Dismiss Notice
Join Physics Forums Today!
The friendliest, high quality science and math community on the planet! Everyone who loves science is here!

Mechanics of Solids Cylinders with Lateral Loads

  1. Mar 3, 2012 #1
    Hi,
    I have been searching the web for hours now, and I have had some success, but I have not found everything I am looking for.
    The best thing I have found was a similar arrangement in Hibbeler’s Mechanics of Materials (hence the name of the thread). This had a short rod of aluminium in a vice being crushed axially (z). This is a very common problem, and finding the equations for this is simple, many of the texts had these, and the result is a uniform change in diameter in both the x and y directions.
    However, I am interested in a rod being crushed diametrically (x), that is, loaded laterally. I have found the equations for the stress in the two dimensions that correspond to the circular cross section, x and y. However, I am also interested in what is happening along the length of the rod, in the z direction.
    What I have is for a Force (F) applied in the dimension x, the stress in x ig given by,

    σx=-6F/πld

    where l is the length of the cylinder, or length over which the force is being applied in my actual application (the gauge length for sensing purposes), and d is the diameter of the cylinder. In the y axis the stress is given by,

    σy=2F/πld

    That is, there is a compressive load from the crushing in the x direction, which results in an expansion in the perpendicular diameter (y), resulting in an elliptical cross section.
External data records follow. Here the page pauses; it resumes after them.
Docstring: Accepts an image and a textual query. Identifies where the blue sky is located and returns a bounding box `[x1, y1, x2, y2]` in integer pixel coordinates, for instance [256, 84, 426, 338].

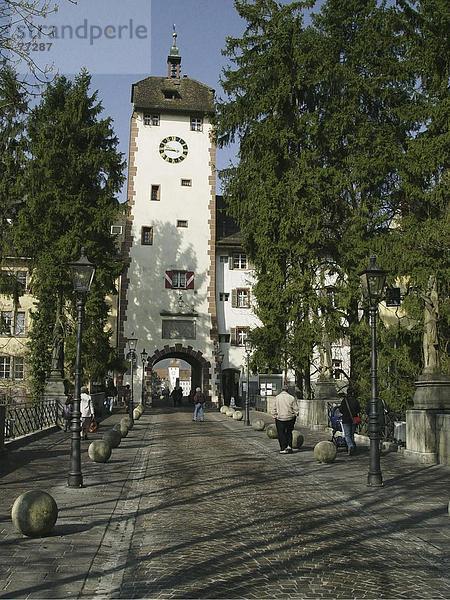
[12, 0, 318, 201]
[16, 0, 244, 201]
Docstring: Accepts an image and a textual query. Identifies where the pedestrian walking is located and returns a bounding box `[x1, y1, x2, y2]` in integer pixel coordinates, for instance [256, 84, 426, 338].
[192, 388, 205, 421]
[80, 386, 94, 440]
[339, 394, 361, 456]
[272, 386, 298, 454]
[63, 396, 73, 433]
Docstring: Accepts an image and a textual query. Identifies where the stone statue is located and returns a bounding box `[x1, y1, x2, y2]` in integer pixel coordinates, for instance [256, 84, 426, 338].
[319, 329, 333, 380]
[423, 275, 440, 373]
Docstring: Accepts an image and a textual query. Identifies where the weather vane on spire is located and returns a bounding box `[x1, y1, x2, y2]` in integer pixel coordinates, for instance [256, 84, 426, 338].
[172, 23, 177, 46]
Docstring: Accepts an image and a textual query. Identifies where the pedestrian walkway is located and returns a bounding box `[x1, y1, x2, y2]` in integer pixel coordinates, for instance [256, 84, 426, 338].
[0, 408, 450, 599]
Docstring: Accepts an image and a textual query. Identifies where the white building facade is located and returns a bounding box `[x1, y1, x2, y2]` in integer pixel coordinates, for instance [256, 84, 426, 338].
[119, 34, 217, 398]
[118, 34, 348, 404]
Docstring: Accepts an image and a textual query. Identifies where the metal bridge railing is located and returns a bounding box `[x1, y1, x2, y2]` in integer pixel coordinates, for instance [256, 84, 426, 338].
[4, 400, 63, 441]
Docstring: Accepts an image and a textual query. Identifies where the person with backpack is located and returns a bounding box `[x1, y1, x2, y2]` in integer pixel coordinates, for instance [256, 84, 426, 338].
[80, 386, 94, 440]
[192, 388, 206, 421]
[63, 396, 73, 433]
[339, 394, 361, 456]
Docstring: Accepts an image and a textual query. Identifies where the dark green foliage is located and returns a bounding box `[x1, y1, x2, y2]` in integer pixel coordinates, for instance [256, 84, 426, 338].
[217, 0, 450, 408]
[15, 71, 124, 392]
[0, 66, 27, 301]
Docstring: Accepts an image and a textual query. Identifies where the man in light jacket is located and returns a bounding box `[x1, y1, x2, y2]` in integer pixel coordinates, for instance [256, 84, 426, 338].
[272, 386, 298, 454]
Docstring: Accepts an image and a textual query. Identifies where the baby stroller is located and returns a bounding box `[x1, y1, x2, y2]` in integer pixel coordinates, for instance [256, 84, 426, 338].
[328, 404, 347, 450]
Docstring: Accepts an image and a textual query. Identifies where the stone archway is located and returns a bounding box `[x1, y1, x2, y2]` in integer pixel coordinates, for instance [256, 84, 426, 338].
[147, 344, 211, 396]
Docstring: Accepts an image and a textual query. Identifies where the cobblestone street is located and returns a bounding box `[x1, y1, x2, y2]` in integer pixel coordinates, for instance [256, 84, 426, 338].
[0, 409, 450, 598]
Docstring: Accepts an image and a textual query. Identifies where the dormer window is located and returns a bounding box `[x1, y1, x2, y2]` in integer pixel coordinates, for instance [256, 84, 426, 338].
[191, 117, 203, 131]
[144, 114, 159, 127]
[163, 90, 181, 100]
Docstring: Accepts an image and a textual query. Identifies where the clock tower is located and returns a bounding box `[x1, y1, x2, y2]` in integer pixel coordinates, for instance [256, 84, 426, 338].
[119, 32, 217, 402]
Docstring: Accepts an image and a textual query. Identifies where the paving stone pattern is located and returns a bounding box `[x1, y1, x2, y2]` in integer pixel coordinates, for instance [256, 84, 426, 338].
[0, 409, 450, 599]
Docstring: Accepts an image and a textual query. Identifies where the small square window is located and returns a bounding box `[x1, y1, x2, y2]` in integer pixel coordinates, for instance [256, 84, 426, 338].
[16, 271, 27, 294]
[332, 358, 342, 379]
[232, 253, 247, 269]
[111, 225, 123, 235]
[0, 310, 14, 335]
[150, 185, 161, 202]
[14, 356, 23, 379]
[141, 227, 153, 246]
[232, 288, 250, 308]
[232, 327, 250, 346]
[14, 312, 25, 335]
[191, 117, 203, 131]
[144, 114, 159, 127]
[0, 356, 11, 379]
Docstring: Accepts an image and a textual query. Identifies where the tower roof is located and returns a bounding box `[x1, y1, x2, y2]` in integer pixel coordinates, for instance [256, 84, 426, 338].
[131, 77, 214, 114]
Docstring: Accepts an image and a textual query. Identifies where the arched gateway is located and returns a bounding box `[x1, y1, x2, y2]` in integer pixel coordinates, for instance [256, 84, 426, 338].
[147, 344, 212, 395]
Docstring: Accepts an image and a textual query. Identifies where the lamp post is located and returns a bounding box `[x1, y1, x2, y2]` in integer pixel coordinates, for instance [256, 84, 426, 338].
[360, 256, 386, 487]
[67, 248, 95, 487]
[127, 331, 137, 423]
[141, 348, 148, 406]
[214, 340, 224, 408]
[244, 339, 252, 425]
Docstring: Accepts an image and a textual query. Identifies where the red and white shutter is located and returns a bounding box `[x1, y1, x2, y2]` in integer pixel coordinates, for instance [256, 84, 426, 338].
[164, 271, 173, 290]
[186, 271, 194, 290]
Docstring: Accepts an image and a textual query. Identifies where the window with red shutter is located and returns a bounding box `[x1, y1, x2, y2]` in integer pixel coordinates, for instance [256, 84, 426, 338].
[164, 271, 173, 290]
Here is a link to an image I found

    http://what-when-how.com/wp-content/uploads/2011/07/tmp1914_thumb.jpg

    What I want is to know what is happening along the length. There must be some strain in this direction according to Poisson's ratio, but I could be wrong. The journal articles I have come across just assume that this is zero for simplicity. I assume they can do this because the length (l) is significantly greater than the diameter (d), but no justification is given for this. The interesting thing is that in their experimental results compared to their theoretical prediction, there is a slight difference, and I think this can be explained by what is happening in the length direction.
    Any input would be greatly appreciated.
    Kind Regards,
    G
     
  2. jcsd
  3. Mar 3, 2012 #2

    OldEngr63

    User Avatar
    Gold Member

    Is thix crushing between two flat plates, or just how is this load applied to the two siddes of the cylinder? Are you looking for a theory of elasticity solution here?
     
  4. Mar 3, 2012 #3
    Hi,
    For my application it is a cylinder being crushed between two flat plates. However, it turns out that this is used a lot in geology and other fields, and is referred to as a diametral tensile test (DTT). They can use curved surface, which have a diameter greater than the diameter of the sample being crushed. This is only to help centre the sample. The same test is used on tablets (pills) for "hardness" measurements, and this is between two flat surfaces.
    Here is a better image I found when searching for DTT,

    http://www.biomedical-engineering-online.com/content/10/1/44/figure/F2

    The important thing is that relative to the circumference this is a point load, and is only a distributed load along the length of the cylinder.
    What I would like in the first instance is to know if I am right or wrong. That is, is there some strain induced along the length of the cylinder (the thickness as it is referred to in DTT). Then if there is stain induced, how can I determine this; so I guess I am a looking for a theory of elastic solution...
    Kind Regards,
    G
     
  5. Mar 4, 2012 #4

    OldEngr63

    User Avatar
    Gold Member

    It has been too long for me to recall the definitions at this point, but you need to look up the terms plane stress and plane strain to see which one of these applies in your case. If the cylinder is infinitely long, one of them will apply, and if it is infinitely short the other will apply, in each case reducing the problem to a 2-D field problem. Get a theory of elasticity book and do some digging.
     
  6. Mar 4, 2012 #5

    nvn

    User Avatar
    Science Advisor
    Homework Helper

    Ogmios: If we assume the rod is free to slip longitudinally, then for the portion of the rod in the vice/vise, eps_z = -(nu/E)(sigma_x + sigma_y), where eps_z = strain (epsilon) in the z direction, nu = Poisson's ratio, and E = tensile modulus of elasticity.
     
    Last edited: Mar 4, 2012
Know someone interested in this topic? Share this thread via Reddit, Google+, Twitter, or Facebook




Similar Discussions: Mechanics of Solids Cylinders with Lateral Loads
  1. Mechanics Of solids (Replies: 4)

  2. Solid body mechanics (Replies: 1)

  3. Solid/Fluid Mechanics (Replies: 9)

Loading...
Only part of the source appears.